What usage-based billing looks like once you actually have to build it

The phrase always sounds simpler than the work.

Just charge people for what they use.

That sounds reasonable right until you have to build the part that decides, in real time, whether a customer is still allowed to do the thing they are trying to do.

That is usually when teams realize they are not building a pricing page problem. They are building a systems problem.

The moment usage actually matters, a lot of questions show up all at once.

What happens if two requests hit the meter at the same time? What happens if the customer is right at the limit? What happens if pricing is tiered, or there is overage, or there are credits on top of a subscription? What do you show the user when they run out?

That is the part people usually mean when they say usage-based billing is hard.

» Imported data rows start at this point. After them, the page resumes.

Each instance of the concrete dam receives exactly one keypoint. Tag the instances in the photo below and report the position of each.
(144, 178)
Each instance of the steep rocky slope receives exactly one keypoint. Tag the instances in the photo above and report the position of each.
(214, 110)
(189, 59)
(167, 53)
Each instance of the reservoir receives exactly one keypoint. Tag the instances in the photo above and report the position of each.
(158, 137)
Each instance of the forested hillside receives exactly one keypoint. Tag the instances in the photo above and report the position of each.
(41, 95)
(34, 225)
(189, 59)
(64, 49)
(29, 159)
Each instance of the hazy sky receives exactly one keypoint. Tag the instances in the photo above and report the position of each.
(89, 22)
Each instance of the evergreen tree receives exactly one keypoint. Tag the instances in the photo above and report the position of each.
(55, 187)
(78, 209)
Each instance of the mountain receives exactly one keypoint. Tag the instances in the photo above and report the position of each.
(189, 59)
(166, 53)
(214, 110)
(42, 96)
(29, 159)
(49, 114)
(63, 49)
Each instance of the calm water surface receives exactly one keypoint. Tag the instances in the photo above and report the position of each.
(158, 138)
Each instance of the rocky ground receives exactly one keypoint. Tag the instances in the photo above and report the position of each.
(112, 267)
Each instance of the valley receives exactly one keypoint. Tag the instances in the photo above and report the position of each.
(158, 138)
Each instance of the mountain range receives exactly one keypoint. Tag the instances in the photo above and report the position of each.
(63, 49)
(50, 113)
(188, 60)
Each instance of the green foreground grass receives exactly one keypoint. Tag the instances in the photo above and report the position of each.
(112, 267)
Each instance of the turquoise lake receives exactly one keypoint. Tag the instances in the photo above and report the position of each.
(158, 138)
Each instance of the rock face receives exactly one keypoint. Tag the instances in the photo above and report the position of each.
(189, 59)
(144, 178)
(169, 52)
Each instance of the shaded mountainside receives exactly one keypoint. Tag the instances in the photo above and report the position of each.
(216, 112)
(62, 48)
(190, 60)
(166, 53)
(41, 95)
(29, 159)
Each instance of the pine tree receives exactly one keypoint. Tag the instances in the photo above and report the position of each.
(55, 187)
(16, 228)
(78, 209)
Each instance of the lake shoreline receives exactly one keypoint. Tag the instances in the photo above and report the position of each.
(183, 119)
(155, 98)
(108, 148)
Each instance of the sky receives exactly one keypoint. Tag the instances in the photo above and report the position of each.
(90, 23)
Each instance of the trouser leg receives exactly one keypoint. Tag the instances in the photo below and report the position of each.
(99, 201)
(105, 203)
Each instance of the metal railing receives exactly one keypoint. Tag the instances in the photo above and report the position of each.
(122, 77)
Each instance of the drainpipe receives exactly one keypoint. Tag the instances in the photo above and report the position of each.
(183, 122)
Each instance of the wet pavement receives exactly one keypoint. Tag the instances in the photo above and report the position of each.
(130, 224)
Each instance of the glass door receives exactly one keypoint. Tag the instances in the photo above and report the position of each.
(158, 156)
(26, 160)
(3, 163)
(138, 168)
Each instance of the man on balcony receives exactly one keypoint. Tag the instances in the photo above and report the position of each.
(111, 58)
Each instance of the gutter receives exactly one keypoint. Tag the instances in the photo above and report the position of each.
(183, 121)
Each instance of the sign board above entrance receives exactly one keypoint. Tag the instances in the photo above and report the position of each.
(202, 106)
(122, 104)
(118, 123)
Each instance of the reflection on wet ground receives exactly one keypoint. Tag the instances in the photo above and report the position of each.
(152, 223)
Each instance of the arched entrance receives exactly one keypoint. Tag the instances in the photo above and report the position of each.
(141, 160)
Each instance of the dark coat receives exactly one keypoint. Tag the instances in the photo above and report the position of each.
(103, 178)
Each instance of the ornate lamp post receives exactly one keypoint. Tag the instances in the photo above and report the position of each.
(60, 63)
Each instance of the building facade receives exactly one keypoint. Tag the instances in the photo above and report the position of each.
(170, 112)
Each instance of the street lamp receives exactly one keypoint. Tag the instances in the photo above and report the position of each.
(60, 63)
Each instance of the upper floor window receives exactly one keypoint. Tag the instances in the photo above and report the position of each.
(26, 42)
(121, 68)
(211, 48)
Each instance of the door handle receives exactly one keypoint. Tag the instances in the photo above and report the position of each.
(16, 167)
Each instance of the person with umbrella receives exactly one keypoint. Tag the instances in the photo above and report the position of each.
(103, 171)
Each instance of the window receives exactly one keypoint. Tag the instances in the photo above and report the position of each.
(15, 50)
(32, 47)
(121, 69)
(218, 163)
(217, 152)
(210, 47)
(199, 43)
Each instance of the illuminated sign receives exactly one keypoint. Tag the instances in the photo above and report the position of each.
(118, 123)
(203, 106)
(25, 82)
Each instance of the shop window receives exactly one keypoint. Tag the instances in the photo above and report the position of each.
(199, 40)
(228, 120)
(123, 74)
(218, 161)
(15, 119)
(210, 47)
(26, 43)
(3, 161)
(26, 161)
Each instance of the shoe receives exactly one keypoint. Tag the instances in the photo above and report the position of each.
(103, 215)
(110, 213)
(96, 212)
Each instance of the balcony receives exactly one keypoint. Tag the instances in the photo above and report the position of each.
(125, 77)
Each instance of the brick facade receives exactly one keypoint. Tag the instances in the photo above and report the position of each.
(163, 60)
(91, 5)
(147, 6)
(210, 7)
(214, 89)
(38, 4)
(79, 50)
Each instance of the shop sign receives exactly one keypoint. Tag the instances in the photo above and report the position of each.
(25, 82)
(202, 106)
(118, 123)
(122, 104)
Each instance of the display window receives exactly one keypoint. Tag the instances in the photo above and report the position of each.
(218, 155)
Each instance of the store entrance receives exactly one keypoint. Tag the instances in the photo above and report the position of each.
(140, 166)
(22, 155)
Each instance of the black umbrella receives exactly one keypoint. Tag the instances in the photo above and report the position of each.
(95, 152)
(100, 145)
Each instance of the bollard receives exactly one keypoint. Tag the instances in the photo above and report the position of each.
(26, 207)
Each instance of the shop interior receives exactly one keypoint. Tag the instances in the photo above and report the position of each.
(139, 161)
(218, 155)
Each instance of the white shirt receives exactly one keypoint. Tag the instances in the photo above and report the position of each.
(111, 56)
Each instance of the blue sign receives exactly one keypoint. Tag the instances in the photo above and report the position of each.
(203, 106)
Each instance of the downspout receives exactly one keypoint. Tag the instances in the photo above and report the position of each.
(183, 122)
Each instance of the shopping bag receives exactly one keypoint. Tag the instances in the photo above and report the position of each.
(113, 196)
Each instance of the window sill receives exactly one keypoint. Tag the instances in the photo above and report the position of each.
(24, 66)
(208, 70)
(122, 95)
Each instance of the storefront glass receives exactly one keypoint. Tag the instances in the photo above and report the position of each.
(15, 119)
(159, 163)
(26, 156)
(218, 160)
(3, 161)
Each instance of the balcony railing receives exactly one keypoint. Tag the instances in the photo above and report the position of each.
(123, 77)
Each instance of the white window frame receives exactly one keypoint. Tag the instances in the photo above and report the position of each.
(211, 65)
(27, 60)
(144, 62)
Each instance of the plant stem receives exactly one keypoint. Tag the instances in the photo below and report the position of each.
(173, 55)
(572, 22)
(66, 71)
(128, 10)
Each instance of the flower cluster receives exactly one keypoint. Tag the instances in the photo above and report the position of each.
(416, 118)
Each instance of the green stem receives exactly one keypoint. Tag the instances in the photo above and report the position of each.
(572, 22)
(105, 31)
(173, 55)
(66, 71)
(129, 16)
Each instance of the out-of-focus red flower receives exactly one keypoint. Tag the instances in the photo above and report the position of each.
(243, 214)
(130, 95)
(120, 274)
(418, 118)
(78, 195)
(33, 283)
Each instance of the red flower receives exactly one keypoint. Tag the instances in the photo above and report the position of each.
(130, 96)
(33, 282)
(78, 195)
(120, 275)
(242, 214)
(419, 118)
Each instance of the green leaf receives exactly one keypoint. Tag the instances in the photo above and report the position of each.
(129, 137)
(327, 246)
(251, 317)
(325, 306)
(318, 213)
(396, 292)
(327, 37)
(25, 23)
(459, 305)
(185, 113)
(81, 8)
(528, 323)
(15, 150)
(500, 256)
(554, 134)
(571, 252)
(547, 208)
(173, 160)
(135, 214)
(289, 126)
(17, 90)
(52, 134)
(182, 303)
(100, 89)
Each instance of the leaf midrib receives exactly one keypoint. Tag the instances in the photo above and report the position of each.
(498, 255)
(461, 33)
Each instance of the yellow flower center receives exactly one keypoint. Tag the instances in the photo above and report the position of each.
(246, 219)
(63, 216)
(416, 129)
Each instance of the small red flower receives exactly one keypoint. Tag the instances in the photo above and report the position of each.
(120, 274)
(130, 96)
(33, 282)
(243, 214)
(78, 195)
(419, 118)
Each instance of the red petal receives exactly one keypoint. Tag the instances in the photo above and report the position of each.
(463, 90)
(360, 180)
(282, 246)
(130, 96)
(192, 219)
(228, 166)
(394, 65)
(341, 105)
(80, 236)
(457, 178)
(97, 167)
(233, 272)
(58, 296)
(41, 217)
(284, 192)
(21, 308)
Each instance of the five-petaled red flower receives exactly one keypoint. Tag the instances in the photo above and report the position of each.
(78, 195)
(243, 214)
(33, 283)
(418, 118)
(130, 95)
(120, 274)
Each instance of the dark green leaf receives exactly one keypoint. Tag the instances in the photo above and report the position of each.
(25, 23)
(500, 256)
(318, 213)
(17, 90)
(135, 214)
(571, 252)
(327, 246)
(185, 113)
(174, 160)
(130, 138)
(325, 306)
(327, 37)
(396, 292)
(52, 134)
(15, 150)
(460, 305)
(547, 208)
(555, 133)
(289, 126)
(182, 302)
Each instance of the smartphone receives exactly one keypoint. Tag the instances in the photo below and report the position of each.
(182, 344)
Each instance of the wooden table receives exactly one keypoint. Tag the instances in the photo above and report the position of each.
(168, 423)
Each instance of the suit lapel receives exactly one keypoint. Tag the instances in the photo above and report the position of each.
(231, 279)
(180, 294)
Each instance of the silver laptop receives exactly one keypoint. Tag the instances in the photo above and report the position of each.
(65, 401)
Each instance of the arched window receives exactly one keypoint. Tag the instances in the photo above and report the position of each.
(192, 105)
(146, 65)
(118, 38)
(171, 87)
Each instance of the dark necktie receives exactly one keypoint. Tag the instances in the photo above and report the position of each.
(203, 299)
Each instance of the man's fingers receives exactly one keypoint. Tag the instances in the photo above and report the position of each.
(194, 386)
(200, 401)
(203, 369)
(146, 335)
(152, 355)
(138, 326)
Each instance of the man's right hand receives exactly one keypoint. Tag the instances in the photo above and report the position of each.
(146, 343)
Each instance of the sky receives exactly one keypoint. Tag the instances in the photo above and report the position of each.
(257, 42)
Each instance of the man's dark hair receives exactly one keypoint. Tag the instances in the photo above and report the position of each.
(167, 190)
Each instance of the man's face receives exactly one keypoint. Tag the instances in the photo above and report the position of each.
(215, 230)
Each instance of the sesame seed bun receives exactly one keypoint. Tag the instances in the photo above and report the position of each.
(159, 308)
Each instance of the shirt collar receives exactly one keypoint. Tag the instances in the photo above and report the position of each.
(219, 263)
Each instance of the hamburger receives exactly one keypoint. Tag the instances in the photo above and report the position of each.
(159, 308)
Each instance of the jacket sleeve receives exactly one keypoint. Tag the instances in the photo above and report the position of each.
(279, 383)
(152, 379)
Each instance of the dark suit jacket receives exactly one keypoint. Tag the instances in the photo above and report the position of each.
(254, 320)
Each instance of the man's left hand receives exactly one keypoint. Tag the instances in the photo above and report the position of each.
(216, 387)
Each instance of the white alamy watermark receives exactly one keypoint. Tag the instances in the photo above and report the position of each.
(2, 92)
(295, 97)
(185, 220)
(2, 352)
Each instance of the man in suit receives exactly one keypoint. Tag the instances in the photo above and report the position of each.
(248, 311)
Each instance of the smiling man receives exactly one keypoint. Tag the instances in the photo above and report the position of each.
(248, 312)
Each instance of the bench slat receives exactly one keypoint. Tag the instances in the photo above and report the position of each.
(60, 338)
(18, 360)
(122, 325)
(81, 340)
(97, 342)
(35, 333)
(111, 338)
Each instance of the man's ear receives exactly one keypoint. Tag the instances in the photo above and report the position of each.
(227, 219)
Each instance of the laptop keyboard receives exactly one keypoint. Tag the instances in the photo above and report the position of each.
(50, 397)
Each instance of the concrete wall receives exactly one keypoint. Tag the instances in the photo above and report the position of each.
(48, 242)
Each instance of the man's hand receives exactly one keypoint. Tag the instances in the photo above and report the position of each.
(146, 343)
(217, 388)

The moment it stops being simple

I think the cleanest way to understand the problem is to imagine a normal API request.

A customer makes a call. Your app needs to decide if they should be allowed through. If yes, you need to record usage. If no, you need to tell them why.

That sounds small enough.

But now make it real.

That customer might have multiple requests landing together. They might have a monthly included allowance with daily resets. They might be allowed into overage after the included amount. They might have prepaid credits that should be used before you block anything. They might open the dashboard right after and expect to see the same number you used to make the decision.

So the problem is no longer “count usage.”

The problem is: can the billing system make the same answer hold up across entitlements, enforcement, pricing, invoices, and UI?

That is where a lot of implementations start drifting.

Where teams usually get hurt

The first problem is race conditions.

If you read a usage counter, check whether it is still under the limit, then write the new value in a second step, you have already made the system easier to break under concurrency.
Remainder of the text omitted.